Pahlawan tidak hanya bagi mereka yang punya kemampuan, kelapangan, dan peluang yang lebar. Jauh dari itu, pahlawan adalah mereka yang berani berjuang di tengah keterpurukan, ditengah kekurangan. Sebut saja nama seperti Jendral Sudirman yang tetap melakukan gerilya meskipun sedang sakit berat, sehingga terpaksa ditandu oleh pasukannya. Ada kisah Buya Hamka yang selesai menulis tafsir Al-Azhar saat ia dipenjara oleh rezim, termasuk kisah sederet tokoh kenamaan lainnya.

“Sebagaimana kita ketahui bahwa mereka adalah pahlawan, mereka adalah orang-orang tangguh, yang berani berjuang di tengah keterpurukan,” ujar Gamal.

Terkait dengan pahlawan, hal yang juga tidak kalah penting adalah bagaimana membentuk sebuah tim dalam mencapai suatu pencapaian. Dijelaskan oleh Gamal Albinsaid bahwa untuk membentuk suatu tim yang kokoh, kita harus menyiapkan empat hal. Pertama yaitu mempekerjakan seseorang untuk suatu misi, bukan untuk kepentingan pribadi, keamanan psikologis, menciptakan keragaman di dalam tim, serta saling menghargai dalam bekerja tim.

Seorang pahlawan bagi Gamal juga tidak lepas dari yang namanya wirausaha sosial. Wirausaha sosial adalah pahlawan. lantas apa bedanya wirausaha sosial dengan wirausaha konvensional?

Wirausaha sosial adalah mereka yang berusaha melakukan sesuatu untuk memecahkan masalah sosial. Sedangkan wirausaha konvensional adalah mereka yang berinovasi, menciptakan sesuatu demi kepentingan seseorang atau golongan.

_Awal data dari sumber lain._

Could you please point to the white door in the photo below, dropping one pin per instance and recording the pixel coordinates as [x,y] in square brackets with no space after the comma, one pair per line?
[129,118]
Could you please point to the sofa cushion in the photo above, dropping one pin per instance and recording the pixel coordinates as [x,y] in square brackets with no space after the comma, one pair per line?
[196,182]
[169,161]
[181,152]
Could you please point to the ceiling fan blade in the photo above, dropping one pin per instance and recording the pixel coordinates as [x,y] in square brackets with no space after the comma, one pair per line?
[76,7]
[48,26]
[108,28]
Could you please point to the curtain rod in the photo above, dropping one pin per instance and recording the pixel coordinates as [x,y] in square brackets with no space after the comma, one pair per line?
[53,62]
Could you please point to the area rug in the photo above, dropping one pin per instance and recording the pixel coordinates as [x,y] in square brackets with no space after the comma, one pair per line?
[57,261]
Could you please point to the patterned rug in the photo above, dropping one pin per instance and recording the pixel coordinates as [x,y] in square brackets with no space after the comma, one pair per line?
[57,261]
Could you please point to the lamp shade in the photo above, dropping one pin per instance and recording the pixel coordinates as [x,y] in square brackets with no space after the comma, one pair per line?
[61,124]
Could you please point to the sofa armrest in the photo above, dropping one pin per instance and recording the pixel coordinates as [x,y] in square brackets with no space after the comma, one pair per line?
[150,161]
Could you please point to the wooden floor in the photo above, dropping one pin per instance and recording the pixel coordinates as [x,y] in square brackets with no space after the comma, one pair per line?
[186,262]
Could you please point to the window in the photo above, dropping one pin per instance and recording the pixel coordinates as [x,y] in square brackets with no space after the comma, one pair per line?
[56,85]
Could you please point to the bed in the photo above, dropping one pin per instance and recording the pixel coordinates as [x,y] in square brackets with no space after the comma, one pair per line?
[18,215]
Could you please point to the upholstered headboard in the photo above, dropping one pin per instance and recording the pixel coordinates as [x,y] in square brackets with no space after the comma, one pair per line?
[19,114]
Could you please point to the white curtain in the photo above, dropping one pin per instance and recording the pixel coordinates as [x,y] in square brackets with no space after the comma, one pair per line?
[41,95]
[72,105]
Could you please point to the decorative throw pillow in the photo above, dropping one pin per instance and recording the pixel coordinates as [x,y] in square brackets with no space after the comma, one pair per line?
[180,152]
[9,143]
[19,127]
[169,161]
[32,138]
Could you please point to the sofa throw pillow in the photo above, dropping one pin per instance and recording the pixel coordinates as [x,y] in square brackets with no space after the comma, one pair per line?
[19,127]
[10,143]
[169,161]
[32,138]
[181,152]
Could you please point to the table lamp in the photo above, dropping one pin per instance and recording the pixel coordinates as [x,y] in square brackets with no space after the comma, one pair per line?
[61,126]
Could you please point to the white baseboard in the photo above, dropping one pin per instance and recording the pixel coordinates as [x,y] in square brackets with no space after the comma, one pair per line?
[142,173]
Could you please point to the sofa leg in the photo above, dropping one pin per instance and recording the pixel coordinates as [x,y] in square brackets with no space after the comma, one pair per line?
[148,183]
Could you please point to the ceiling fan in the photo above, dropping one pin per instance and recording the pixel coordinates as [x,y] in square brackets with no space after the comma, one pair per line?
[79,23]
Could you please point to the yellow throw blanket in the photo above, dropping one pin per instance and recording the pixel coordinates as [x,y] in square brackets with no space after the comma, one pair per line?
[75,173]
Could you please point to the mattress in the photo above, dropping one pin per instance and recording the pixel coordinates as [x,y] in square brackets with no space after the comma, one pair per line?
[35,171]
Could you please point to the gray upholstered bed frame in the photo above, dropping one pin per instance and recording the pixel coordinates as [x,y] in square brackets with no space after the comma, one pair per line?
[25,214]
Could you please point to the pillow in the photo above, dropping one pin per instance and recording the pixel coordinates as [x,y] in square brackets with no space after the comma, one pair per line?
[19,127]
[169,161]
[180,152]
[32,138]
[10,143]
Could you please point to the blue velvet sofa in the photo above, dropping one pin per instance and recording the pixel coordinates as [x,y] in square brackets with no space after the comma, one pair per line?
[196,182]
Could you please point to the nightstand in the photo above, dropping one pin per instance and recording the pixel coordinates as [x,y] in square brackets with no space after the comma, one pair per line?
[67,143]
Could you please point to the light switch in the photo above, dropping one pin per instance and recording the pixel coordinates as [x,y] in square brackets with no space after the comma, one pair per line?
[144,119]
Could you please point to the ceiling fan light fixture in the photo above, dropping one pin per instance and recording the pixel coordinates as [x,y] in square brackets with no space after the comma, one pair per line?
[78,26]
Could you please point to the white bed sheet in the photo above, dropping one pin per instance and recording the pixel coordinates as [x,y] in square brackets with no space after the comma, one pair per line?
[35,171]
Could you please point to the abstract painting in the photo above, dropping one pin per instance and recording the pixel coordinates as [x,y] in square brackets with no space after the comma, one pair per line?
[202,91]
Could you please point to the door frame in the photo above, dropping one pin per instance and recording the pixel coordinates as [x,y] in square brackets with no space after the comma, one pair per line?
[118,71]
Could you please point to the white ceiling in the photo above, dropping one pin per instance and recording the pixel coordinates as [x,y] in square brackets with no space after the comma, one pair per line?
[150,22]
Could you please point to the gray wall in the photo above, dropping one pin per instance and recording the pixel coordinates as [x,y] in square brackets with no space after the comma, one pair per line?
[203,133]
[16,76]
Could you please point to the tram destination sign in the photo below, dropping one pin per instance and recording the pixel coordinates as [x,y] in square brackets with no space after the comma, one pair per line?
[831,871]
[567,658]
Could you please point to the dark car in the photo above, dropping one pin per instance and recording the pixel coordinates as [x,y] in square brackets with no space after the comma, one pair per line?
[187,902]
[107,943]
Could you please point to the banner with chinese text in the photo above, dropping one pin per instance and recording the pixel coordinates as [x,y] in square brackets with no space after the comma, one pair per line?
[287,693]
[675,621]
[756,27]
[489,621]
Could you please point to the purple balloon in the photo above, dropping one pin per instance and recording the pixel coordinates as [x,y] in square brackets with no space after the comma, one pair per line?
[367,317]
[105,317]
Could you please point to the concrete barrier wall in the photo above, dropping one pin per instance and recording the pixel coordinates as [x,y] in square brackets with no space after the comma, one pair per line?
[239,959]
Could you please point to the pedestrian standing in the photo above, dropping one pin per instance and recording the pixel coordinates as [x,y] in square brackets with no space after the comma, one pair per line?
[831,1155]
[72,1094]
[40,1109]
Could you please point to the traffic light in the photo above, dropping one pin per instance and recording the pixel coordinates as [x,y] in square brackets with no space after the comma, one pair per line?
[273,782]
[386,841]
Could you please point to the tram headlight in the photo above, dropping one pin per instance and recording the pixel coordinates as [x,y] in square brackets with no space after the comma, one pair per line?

Wirausaha sosial adalah mereka yang termotivasi oleh keuntungan sosial, inovatif dan kreatif, tidak terlalu mementingkan diri sendiri, sebaliknya lebih mementingkan orang lain. sementara wirausaha konvensional adalah mereka yang lebih mengutamakan keuntungan finansial, mencari keuntungan pribadi, cenderung mementingkan diri sendiri, serta rendahnya kesadaran terhadap lingkungan sosial.

Agar berhasil menjadi pahlawan di dalam masyarakat, seorang wirausaha sosial seharusnya mencintai apa yang dikerjakan, mempekerjakan orang-orang yang otentik, mengakui kelemahan, berbicara dengan setiap orang, serta membuat hubungan otentik dengan pelanggan.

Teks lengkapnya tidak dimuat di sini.